We bought a tapestry and boarded the boat for the next leg.

Our next stop was the reed island next door but we only spent 10 minutes on here, they had a primary school there and a supermarket. Unbelievable.

Back aboard the boat the last stop of the day was where we would stay for the night. Amantani Island. This is the largest island on the Peruvian side of the lake. We arrived at about 13:30 and were introduced to our family for the next day or so. Our host was called Baleria, like Malaria with a B!



She guided us up to her “house” and showed us to our room. The room was no more than 6” x 8 and had three beds in there. I sat on one of the beds shaking my head and Suz went off to find Balaria to help make lunch.


Suz was given the task of shelling beans and peeling potatoes with the biggest knife I’ve seen, I thought a finger was going to go flying any minute. I choose to stay in the room and read Keith Richards autobiography ‘Life’. (good book, I’ve been reading it for about a fortnight and would recommend it).

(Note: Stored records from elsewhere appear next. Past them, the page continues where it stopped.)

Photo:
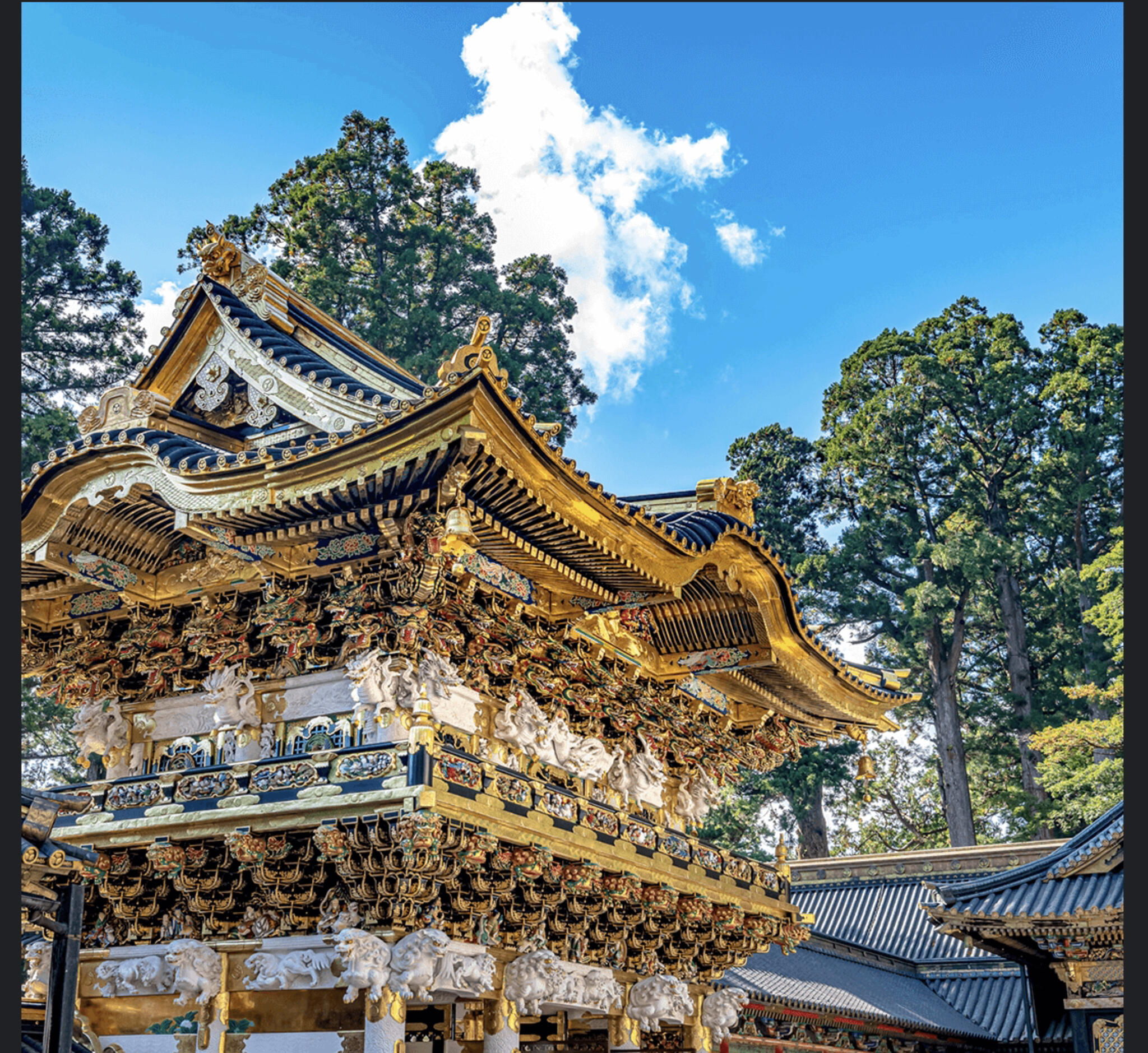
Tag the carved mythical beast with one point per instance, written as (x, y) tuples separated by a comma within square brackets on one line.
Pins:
[(721, 1010), (149, 975), (233, 698), (271, 971), (199, 971), (365, 961), (415, 963), (658, 998), (38, 957)]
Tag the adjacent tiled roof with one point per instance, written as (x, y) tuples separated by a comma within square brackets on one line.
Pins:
[(1036, 890), (884, 916), (996, 1001), (1064, 898), (1107, 834), (818, 978)]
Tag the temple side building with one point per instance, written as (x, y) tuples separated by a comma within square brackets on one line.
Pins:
[(400, 727), (1061, 918)]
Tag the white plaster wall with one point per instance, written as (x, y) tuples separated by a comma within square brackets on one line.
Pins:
[(141, 1043), (293, 1042)]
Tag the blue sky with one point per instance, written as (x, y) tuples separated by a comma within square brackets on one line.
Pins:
[(742, 193)]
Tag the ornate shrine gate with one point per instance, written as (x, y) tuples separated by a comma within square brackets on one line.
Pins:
[(400, 726)]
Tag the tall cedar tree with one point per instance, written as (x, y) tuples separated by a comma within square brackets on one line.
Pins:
[(906, 562), (985, 382), (404, 259), (81, 330), (788, 512)]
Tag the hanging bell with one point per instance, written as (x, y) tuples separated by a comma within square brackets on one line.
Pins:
[(866, 772), (459, 536)]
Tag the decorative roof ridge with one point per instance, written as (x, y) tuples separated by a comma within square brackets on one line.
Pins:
[(1039, 869), (272, 298), (739, 974), (916, 856)]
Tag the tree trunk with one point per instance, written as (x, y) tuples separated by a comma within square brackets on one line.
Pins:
[(1020, 681), (943, 662), (813, 834)]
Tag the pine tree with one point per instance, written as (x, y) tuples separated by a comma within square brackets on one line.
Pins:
[(81, 330)]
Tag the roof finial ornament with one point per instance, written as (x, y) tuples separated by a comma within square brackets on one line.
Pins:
[(472, 356), (217, 255), (482, 328)]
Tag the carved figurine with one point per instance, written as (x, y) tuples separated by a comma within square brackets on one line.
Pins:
[(602, 991), (149, 975), (199, 971), (525, 725), (100, 727), (233, 698), (289, 971), (258, 922), (658, 998), (641, 779), (471, 973), (267, 741), (393, 681), (38, 957), (721, 1010), (337, 915), (697, 796), (415, 963), (365, 962), (175, 925), (532, 980)]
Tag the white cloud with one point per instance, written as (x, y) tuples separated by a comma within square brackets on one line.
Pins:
[(158, 313), (740, 242), (561, 178)]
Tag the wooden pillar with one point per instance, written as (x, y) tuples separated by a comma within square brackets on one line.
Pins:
[(499, 1026), (60, 1010), (623, 1031), (385, 1028)]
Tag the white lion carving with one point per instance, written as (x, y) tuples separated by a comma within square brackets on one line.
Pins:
[(601, 990), (532, 980), (525, 725), (271, 971), (641, 778), (199, 971), (149, 975), (38, 957), (415, 963), (99, 731), (393, 681), (697, 796), (471, 973), (658, 998), (365, 962), (233, 698), (721, 1010)]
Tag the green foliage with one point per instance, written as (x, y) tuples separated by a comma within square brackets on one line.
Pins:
[(80, 326), (404, 259), (186, 1024), (739, 824), (971, 477), (736, 823), (1083, 760), (47, 752), (793, 499)]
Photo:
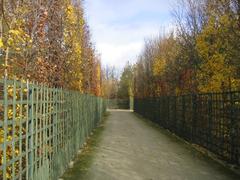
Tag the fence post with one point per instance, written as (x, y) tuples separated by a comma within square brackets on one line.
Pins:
[(232, 128), (194, 117), (209, 143)]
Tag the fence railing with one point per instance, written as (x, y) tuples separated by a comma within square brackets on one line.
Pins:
[(42, 128), (210, 120)]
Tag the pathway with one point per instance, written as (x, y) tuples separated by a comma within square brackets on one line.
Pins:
[(132, 149)]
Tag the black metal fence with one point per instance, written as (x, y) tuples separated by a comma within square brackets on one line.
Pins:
[(210, 120)]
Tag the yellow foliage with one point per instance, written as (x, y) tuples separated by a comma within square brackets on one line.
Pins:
[(1, 43), (159, 67)]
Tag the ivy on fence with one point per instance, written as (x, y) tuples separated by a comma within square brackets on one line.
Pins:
[(42, 128)]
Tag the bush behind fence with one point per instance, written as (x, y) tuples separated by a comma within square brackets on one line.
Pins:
[(42, 128), (210, 120)]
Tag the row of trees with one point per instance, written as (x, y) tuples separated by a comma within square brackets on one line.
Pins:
[(49, 42), (201, 55), (118, 85)]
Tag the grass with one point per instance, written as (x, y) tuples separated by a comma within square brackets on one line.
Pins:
[(84, 161)]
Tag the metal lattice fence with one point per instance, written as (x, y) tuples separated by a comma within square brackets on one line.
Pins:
[(210, 120), (42, 128)]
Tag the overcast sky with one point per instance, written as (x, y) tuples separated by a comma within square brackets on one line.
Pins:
[(119, 27)]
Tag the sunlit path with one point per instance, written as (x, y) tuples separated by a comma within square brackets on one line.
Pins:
[(131, 148)]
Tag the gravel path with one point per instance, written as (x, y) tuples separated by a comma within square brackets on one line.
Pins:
[(133, 149)]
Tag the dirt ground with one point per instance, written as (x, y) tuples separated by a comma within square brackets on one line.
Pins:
[(127, 147)]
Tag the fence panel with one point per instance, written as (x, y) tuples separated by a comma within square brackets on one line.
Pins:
[(42, 128), (210, 120)]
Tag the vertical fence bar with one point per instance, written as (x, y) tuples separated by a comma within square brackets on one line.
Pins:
[(5, 128), (43, 128)]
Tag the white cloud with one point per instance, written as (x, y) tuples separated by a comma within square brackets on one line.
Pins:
[(119, 27)]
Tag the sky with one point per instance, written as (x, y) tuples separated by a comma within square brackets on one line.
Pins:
[(119, 27)]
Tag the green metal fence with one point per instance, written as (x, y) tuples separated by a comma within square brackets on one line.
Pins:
[(42, 128), (210, 120)]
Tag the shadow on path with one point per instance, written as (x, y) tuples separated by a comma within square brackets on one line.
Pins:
[(126, 147)]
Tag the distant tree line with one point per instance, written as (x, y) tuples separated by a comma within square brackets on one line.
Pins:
[(49, 42), (201, 55)]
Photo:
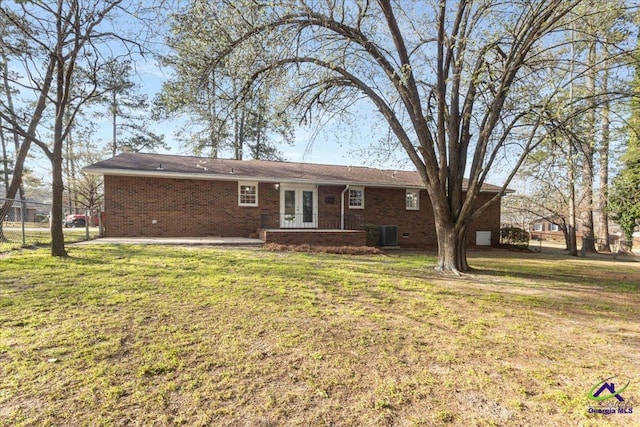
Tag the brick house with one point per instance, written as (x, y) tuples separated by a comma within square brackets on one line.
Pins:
[(152, 195)]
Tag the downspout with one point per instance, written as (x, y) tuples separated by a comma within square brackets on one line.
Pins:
[(346, 188)]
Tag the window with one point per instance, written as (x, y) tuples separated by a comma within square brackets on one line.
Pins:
[(356, 198), (248, 193), (413, 200)]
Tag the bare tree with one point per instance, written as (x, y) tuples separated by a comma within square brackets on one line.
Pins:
[(58, 45), (461, 84)]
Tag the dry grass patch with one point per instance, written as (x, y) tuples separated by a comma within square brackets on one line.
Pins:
[(145, 335)]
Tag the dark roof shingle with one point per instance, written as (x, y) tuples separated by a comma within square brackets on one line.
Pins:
[(164, 165)]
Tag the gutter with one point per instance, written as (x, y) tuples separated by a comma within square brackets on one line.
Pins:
[(346, 188)]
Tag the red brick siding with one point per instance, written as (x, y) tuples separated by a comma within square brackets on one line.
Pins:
[(181, 207), (198, 208)]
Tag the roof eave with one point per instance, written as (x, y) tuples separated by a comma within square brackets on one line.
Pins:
[(234, 177)]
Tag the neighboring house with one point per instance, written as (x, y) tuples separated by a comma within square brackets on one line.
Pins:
[(164, 195), (544, 229)]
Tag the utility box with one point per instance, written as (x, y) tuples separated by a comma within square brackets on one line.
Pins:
[(388, 235)]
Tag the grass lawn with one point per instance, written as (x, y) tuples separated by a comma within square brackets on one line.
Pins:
[(156, 335)]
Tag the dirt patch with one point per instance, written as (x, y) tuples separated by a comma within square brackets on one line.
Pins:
[(342, 250)]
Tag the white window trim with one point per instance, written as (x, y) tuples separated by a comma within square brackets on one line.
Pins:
[(349, 197), (247, 183), (417, 193)]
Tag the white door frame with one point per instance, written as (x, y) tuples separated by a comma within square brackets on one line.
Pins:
[(296, 217)]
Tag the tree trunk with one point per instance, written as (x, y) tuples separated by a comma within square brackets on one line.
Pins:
[(603, 193), (452, 251), (5, 160), (57, 234), (588, 234)]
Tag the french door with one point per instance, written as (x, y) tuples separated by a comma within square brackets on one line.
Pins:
[(298, 207)]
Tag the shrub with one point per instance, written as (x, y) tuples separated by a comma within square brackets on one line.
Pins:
[(514, 236)]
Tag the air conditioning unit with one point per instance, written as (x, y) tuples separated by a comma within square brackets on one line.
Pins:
[(388, 235)]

I was called down for lunch which was quinua soup made out of the beans and potatoes and some grain which was pretty nice as it goes. Especially when you se the ‘kitchen’ facilities she was working with!



I reckon I have made better dens than her house. The second course was rice, more potatoes and a slab of cooked cheese. The cheese was ok but really squeaky as you ate it. Hmmmm



After lunch Balaria decided she would go for a walk, which is fine apart from the fact that we had to meet the rest of the group at 16:00 and she was supposed to be showing us where this place was. It was five to four so we decided to go and try to find them ourselves.

We found the group at the top of the hill where we were supposed to be having a game of football with the locals, unfortunately the pitch was being ‘renovated’ so that didn’t happen. The rest of the group decided to walk to the top of the island to watch the sunset, me, Suz, Jos, Angela and Tracey decided to sit in a local cafĂ© and play Yatzee – a dice game. What a random day.



Our guide eventually came to find us at 18:00 and led us back down to the house, we had a bit of a relax and then tea was served about 19:30. We had more soup and then a pasta and potato dish (always double carbs!) which seemed to have meat in it but we were told they only have meat on very special occasions so I’m not really sure what it was.

We were dressed as locals for the second time today and were guided off to the local dance hall for a bit of a party. The local musicians came in and played some traditional music whilst the rest of us had a bit of a knees up…. For an hour.



That was about all we could manage – dancing at 4000m really takes it pout of you! Then the music stopped and everybody went home. It was 20:30!



We slid underneath the blankets (6, maybe 8 of them, which means you feel like you’re sleeping in a straight jacket) and quickly found ourselves in dreamy dream land. Another exhausting day in the bag.